This problem has been haunting me for a while but I actually fixed the queries that caused the problems (after I finally found them) but i’m curious if it’s an SQL Process that’s the underlying problem our that our raidcontrollers are shit or what the problem truely is. So here’s the scenario that’s been bothering us.
@ 11:10~ and 01:10~ the server would give these IO errors, even through Remote desktop the servers would fail, management studio would give timeouts, everything would point towards imminent failure of the cluster.
(The servers are identical, we run Windows Server 2012 standard, clustered in an AlwaysOn running SQL Server 2012 Enterprise edition).
Around 5-15 minutes later, the servers would come back to live (without anything in the eventlogs except for the Event ID 833 which is the “well known”: SQL Server has encountered 16870 occurrence(s) of I/O requests taking longer than 15 seconds to complete on file [E:XXXXXXXX.mdf] in database [XXXXX] (10). The OS file handle is 0x0000000000001284. The offset of the latest long I/O is: 0x0000041fb3c000).

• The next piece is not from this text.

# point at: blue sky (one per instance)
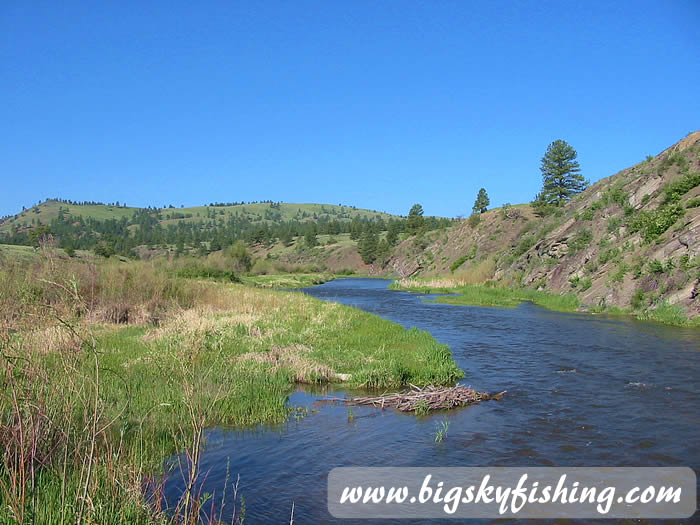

Now I was running profilers to find out which queries were running, doing anything I could to figure out what would cause the servers to just freeze up and refuse to service properly. The event log aims towards a specific Database to I searched in that direction and yesterday I found a table that looked odd to me.
The specific table was 11 gigs large, had indexes worth 23 gigs (haven’t looked into those yet but that seemed wrong to me) and had 80 million records. Considering the table should hold around 2 million and be growing relatively slowly this sparked my interested and I found three stored procedures which fill this table.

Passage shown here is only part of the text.